Note that the file name occurs three times and one copy has a # rather than a .. I have not found any useful documentation about the different fields of the Datasource(...) attribute so cannot advise further on how to choose values for non-CSV data sources.

The |DataDirectory| part above is replaced by the directory where files are deployed when the tests run. The whole file name within the string quotes could be replaced by a full path name of a file, if required.

Read the CSV fields and use them in the test

The Coded UI record and generate tool creates classes with fields that hold values entered into text boxes or used in assertions. Each action method has a ...Params class and each assert method has an ...ExpectedValues class, where the ... is the method name. The default values of these fields are the values used when the test was recorded. The recorded values can be overwritten by an assignment before the action or assertion method is called. The fields of the current row of the data source are accessed from TestContext.DataRow[...].

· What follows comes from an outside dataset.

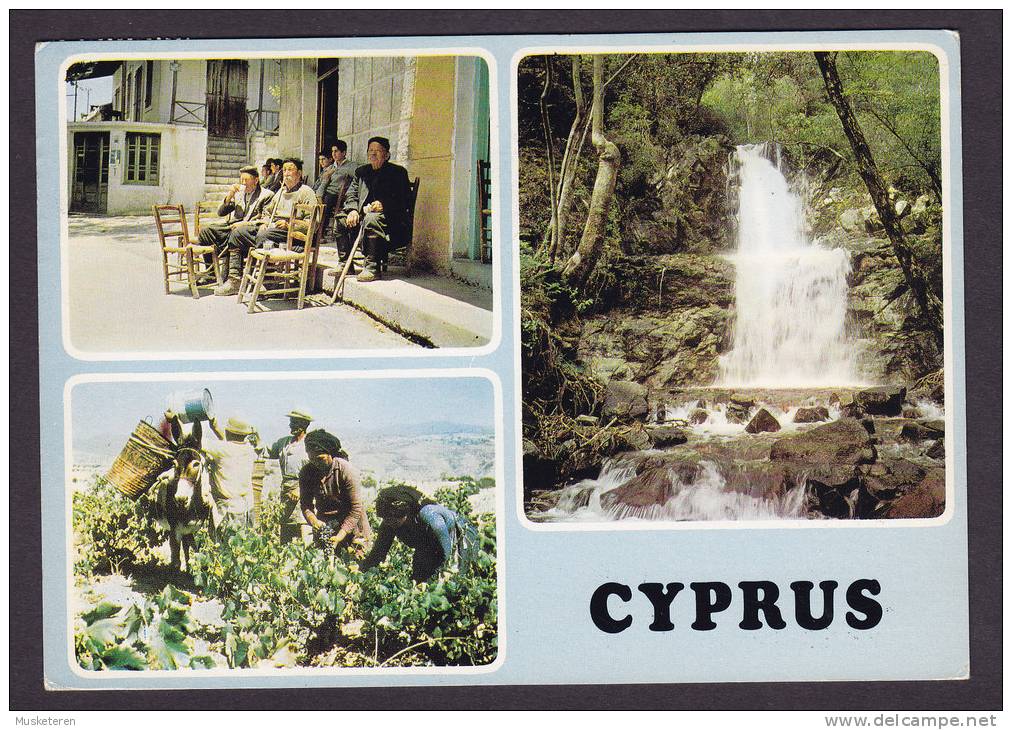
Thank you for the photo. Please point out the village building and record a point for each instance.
(177, 132)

Suppose a Coded UI test has an EnterValue method that writes text into two fields of the screen and it also has a CheckResult method that asserts one field. The test method might then be written as follows.

[DataSource...
    TestMethod]
public void CodedUITestMethod1()
{
    this.UIMap.EnterValueParams.UIItem0TextSendKeys = TestContext.DataRow["ValueOne"].ToString();
    this.UIMap.EnterValueParams.UIItem1TextSendKeys = TestContext.DataRow["ValueTwo"].ToString();
    this.UIMap.EnterValue();

    this.UIMap.CheckResultExpectedValues.UIItem0TextDisplayText = TestContext.DataRow["Result"].ToString();
    this.UIMap.CheckResult();
}

The ...Params and ...ExpectedValues classes allow the test to create values when the test runs. For example, if the EnterValue method also wanted to write tomorrow's date into a field we could add the following line before it is called:

this.UIMap.EnterValueParams.UIItem2TextSendKeys = DateTime.Now.AddDays(1).ToString("yyyy-MM-dd");

@Scott Baker 2019-01-08 00:08:15

The |DataDirectory| part above is replaced by the directory where files are deployed when the tests run ... how can I determine that directory?

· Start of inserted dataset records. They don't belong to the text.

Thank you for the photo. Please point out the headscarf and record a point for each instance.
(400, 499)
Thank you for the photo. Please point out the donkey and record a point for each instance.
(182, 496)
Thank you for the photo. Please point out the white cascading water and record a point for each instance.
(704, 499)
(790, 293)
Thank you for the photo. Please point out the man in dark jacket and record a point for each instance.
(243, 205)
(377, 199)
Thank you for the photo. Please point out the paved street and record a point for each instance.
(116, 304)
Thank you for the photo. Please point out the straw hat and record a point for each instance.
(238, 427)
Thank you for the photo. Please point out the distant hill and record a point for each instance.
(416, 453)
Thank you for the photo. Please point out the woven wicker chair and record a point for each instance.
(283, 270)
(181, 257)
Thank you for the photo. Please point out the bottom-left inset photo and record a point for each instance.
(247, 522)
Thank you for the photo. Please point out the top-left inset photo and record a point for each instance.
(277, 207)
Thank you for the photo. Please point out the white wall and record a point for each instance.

@AdrianHHH 2019-01-08 13:20:34

@ScottBaker The DataDirectory is available in the TestContext when the tests run. The actual location is dynamic and chosen when the test is deployed to be run. Please read about test deployment in the Microsoft pages about Coded UI.

@Justin 2014-05-05 16:18:54

You don't need to go into test view. Simply replace your [TestMethod] with the below script:

[DataSource("Microsoft.VisualStudio.TestTools.DataSource.CSV", "|DataDirectory|\\LoginInfo.csv", "Sheet$1", DataAccessMethod.Sequential), DeploymentItem("LoginInfo.csv"), TestMethod]

From there, change the LoginInfo.csv to the name of your .csv file. To reference your data just use:

// Username and Password are Column Headers
UIMap.LoginParams.UserNameTextBox = TestContext.DataRow["UserName"].ToString();
UIMap.LoginParams.PasswordTextBox = TestContext.DataRow["Password"].ToString();
UIMap.Login();

This will take the item in each column and use it sequentially in each test.

@Inky1980 2014-05-06 06:47:55

Thank you kindly, I'm going to give this a go.

@Inky1980 2014-05-06 08:16:38

Just noticed in this link that they say "Do not modify the UIMap.designer.cs file directly. If you do this, the changes to the file will be overwritten." - Any idea where this code should be entered then?